In order to maximize the likelihood by iterated filtering, it is first necessary to be able to filter. If you ensure that your model has enough measurement error that it is able to filter, then the mif2 algorithm can always reduce the variability if it increases the likelihood by doing so.

mehrdadfazli commented 3 years ago

Something I experienced with my model (not exactly the one posted) was that filtering was working fine and gave me a reasonable likelihood. But when I applied iterated filtering it would fail (with Inf or NaN value for lik and/or some parameters). Sometimes, reducing the rw.sd could solve the issue. That is why I ended up with very small values of rw.sd for some parameters.

kingaa commented 3 years ago

Are you transforming the parameters when applying mif2? If you don't, then when mif2 proposes, for example, negative transmission rates, the model produces nonsense, no?
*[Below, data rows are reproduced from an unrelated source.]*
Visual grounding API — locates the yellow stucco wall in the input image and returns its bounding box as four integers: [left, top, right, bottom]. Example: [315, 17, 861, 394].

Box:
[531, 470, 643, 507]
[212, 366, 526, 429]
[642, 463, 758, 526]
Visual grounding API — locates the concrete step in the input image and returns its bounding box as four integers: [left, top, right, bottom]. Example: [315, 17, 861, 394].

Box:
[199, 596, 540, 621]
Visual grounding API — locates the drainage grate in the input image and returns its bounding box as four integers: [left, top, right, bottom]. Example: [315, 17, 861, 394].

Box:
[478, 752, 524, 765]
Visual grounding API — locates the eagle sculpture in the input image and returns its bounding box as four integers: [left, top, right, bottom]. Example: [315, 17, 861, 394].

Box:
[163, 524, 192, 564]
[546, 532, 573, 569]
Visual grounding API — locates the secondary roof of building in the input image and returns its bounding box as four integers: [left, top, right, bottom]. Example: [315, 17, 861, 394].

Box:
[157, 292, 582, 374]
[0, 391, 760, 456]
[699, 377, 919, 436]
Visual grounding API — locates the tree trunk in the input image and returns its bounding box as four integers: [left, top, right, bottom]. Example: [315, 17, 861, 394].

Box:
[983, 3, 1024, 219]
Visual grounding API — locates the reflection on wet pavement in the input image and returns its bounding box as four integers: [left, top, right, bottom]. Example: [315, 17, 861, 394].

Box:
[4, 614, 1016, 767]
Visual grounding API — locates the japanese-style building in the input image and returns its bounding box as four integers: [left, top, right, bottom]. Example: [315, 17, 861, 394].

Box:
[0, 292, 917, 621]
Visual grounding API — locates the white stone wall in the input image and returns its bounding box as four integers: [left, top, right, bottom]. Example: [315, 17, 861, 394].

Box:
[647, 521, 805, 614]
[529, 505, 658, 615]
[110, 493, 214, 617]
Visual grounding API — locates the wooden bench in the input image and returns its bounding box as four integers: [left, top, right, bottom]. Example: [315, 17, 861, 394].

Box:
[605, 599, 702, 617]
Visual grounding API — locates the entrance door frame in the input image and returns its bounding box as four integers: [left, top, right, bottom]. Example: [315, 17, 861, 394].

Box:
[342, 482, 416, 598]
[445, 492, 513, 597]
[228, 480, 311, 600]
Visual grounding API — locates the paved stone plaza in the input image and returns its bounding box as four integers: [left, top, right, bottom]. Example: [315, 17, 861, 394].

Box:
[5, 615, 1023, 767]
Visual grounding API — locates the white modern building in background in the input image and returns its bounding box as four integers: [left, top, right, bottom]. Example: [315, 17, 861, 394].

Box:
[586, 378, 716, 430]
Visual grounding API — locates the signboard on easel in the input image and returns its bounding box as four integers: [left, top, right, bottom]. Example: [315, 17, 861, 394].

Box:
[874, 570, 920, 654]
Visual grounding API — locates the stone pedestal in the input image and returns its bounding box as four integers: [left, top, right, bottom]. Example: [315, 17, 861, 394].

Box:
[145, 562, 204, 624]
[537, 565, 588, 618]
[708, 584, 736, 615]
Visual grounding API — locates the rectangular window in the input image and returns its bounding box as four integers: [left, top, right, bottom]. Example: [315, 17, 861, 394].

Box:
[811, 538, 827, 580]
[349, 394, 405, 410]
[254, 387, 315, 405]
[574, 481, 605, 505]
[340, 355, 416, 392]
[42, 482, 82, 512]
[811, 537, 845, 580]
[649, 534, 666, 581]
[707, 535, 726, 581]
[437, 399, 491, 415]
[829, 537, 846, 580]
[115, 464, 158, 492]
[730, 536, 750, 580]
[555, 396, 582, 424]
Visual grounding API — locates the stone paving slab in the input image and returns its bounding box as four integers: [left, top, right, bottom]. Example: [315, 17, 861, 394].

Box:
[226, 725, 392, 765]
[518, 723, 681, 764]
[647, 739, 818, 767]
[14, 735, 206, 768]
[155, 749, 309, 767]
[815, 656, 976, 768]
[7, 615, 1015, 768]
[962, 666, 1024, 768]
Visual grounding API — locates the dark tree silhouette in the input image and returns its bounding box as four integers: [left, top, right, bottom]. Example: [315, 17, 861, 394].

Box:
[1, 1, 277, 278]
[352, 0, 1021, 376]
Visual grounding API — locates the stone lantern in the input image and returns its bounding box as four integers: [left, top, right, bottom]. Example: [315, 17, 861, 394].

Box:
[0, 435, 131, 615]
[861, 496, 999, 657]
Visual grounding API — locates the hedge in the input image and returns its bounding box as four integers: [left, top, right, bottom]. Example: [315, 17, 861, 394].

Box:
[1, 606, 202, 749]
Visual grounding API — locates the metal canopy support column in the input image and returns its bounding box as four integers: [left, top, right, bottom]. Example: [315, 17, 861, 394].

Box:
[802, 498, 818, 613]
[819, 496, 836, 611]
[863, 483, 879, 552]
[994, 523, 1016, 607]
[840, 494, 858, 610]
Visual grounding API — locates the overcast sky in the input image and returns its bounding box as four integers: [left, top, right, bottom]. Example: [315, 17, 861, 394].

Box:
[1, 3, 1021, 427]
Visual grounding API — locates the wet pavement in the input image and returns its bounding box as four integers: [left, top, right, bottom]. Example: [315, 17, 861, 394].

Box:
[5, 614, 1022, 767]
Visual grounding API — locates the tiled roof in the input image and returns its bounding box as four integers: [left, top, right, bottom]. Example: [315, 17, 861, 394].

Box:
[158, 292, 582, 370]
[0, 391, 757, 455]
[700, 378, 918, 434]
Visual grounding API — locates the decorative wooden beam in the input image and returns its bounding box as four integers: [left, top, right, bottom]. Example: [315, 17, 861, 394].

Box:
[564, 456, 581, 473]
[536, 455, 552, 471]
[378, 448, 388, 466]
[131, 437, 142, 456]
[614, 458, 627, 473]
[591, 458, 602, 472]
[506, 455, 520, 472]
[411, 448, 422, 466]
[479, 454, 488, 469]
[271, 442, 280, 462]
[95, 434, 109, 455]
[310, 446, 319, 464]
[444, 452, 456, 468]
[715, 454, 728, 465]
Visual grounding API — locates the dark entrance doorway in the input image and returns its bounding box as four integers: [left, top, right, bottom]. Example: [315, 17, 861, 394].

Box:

mehrdadfazli commented 3 years ago

I do transform parameters to avoid negative values. But, since there is no upper bound sometimes some of the parameters explode which results in an illegal value for the likelihood.

par_trans = parameter_trans(
  log = c(
    "b0", "alpha", "iota","sigmaSE", "br",
    "rho_V", "od_V", "od_Y"),
  logit = c("mu_EI", "mu_IR","eta", "rho_Y"),
  barycentric=c("S_0","E_0","I_0", "R_0")
)
kingaa commented 3 years ago

Interesting. Which parameters explode?

mehrdadfazli commented 3 years ago

It was not for this specific model. I will open another ticket if that happens again. Thank you so much for your prompt responses.

kingaa commented 3 years ago

I will close this issue, then. Feel free to reopen if more discussion would be useful.